Or, as Paul Morrissey so memorably labelled it, “Commie Dearest”. An impressive, rigorous, and intelligent film, one that Warren Beatty clearly worked his guts out to bring to the screen, Reds is still not half as great as it wants to be.
Compare it to, say, the pulsing, indelible vision of recent American history in Sergio Leone’s Once Upon A Time In America, or the anarchic joy of Ken Russell’s bohemian fantasy Savage Messiah, or Boxcar Bertha‘s portrayals grass roots activism, and you may begin to understand what I found lacking from Reds; it’s a ctually a rather staid, fussy film in terms of style and structure.
We only gain glimpses of the radical world, and the real world beyond it: it is chiefly about good-looking, self-appointed saviors getting it on. So we are treated to scene after scene of John Reed and Louise Bryant, as feuding fiery lovers, arguing in rooms, fucking in rooms, occasionally going up to sit in Provincetown rooms, then going to Russia and arguing with Soviets in rooms.
Beatty’s concept for Reed alarmingly renders him a self-involved know-it-all who fights for ideals ungrounded in reality, and Beatty identifies himself as a self-involved know-it-all fighting to make a movie about him. The style of the romantic scenes was properly condemned as seeming to be based more in Hollywoodese – Beatty seems to be doing a Cary Grant klutz impression in some lightly screwball scenes – than in historical radical-bohemia, complete with wise-ass cracks provided Elaine May.
For a bit of Lean sweep, Beatty makes up a sequence where Bryant trudges across the Finnish snow. Vittorio Storaro’s photography is remarkable – he crisply encapsulates every shot, and Beatty’s firm touch with construction makes it flow easily. It’s tremendously watchable, especially in one great montage set to the Internationale.
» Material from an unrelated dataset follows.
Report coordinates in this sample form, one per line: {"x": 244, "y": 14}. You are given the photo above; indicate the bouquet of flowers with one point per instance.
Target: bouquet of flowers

If Beatty is never anything but Beatty, and Diane Keaton is never anything but Keaton, they still take over their roles completely.
Jack Nicholson walks off with the film in his sublime interpretation of misanthropic, subtly tortured Eugene O’Neill, and Maureen Stapelton gives us the earth mother Emma Goldman we got in the novel of Ragtime and should have gotten in Forman’s film of it. Over and above all of that, the “Witness” interviews are brilliant and fascinating – old warhorse Henry Miller particularly joyous in his easy humanism and social cynicism.